This is one of two Mazda facilities in and around Hiroshima. It occupies an entire peninsula of land. They built their own bridge spanning to an ajoining peninsula, and as mentioned elsewhere they have their own container port and power plant. The factory has it’s own college, countless private roads, five fire stations and lots and lots of neatly pruned hedges. The scale of the factory is impressive. It’s clearly very well managed. Our tour runs to the minute (even though we misunderstand the rules re photography and have to get driven back to reception to get our camera gear). It feels like a private kingdom. This is big business.
The more I look at them the more I see. The detailing of the designs is exquisite. The shut lines are perfect and emphasise the sculptural flowing quality of the panels. The glazing is spectacular with large expanses of dark glass formed to curve in three directions at once. The cars are inscribed in places with grooves that successfully suggest speed even when stationary. The metallic paint is luminous. The wheels suggest rotors. External illumination is camouflaged behind opaque body parts, or forms part of the flow graphics such as the Taiki’s LED headlamp ribbons or the Nagare’s claw/sunburst rear lights. It all looks incredibly expensive to produce.
The general proportions of the Nagare and Taiki standout most of all. These two have a particular rightness in form and proportion. The new Nagare surface language is rich and fluently spoken here. It is unlike anything else currently out there. Explicitly referencing Japanese forms and undoubtedly futuristic, but not so strange as to alienate. These designs
make one thing of universally understood sensations and concepts such as Speed and the feel of the wind across your skin.
The supporting display gives the top line on the Nagare rational and the story for each model. Photography accompanying the words emphasises the crafting of the designs. The copy is full of hybrid Japanese and western characters. There’s something interesting going on here and as we suspected the language barrier is actually quite weak if the typography is set well.Mazda does not shout as loudly as it could about he brilliance of it’s back catalogue. Some of the cars obviously ape N. American and European designs, but even these have an exoticism that is attractive… similar but different. The big sports cars and coupes are especially attractive designs.
The earliest Mazda I recognise seems to have been born with the 80s N.American market in mind.Other exhibits about the design, and basic manufacture of vehicles could be applied to almost any car manufacturer. Along the way there are innovations that are not headlined as boldly as they could be.

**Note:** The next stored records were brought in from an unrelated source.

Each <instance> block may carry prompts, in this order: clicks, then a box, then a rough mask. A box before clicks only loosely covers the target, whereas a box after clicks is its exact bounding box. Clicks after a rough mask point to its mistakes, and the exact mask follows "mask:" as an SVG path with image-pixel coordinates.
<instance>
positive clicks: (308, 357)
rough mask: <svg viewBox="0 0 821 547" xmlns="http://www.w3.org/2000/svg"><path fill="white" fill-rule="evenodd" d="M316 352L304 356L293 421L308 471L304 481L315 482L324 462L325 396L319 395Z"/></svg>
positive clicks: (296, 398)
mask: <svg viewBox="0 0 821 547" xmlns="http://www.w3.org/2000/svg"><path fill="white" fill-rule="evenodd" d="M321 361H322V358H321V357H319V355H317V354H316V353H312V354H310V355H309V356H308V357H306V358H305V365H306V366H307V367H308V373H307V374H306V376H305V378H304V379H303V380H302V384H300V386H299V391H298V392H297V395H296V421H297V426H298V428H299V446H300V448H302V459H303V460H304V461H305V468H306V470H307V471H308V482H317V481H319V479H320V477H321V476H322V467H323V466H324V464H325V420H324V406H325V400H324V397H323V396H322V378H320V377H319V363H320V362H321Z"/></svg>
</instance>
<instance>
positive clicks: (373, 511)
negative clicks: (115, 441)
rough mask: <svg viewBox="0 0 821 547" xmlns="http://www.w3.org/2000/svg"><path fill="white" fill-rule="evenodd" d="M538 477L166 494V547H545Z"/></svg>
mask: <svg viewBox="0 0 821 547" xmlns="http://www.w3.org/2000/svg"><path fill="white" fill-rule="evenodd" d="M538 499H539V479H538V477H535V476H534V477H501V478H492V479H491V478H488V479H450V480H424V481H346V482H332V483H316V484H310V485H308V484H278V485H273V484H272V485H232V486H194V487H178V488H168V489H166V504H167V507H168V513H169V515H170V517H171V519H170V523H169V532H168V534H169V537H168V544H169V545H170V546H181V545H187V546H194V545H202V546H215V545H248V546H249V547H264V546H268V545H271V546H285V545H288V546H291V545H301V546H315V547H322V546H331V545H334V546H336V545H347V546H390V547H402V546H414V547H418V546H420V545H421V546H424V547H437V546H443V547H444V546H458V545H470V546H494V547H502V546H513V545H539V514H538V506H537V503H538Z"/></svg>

The reintroduction of suicide doors on the RX-8, the development of paint that can have a second coat applied even when wet… It becomes clear that Mazda is a genuinely inventive company and has been so for years.
The rotary engine section is a useful example showing how a technology originally conceived in the west (Germany) has been perfected in the east…. We see an early Mazda interpretation of the Wankel rotary engine and the subsequent generations of enhancement conducted by Mazda, going as far as the prototype Hydrogen Renesis. The basic rotary design can be easily altered for hydrogen fuel. Most of the parts are the same as the petrol version.
Thoughts
Nagare is the real deal. It's amazing, world beating. The real thing. Mazda is a genuinely innovative car manufacturer. There are loads of great stories (both historic and current) that prove this commitment to innovation. Mazda could make more of this.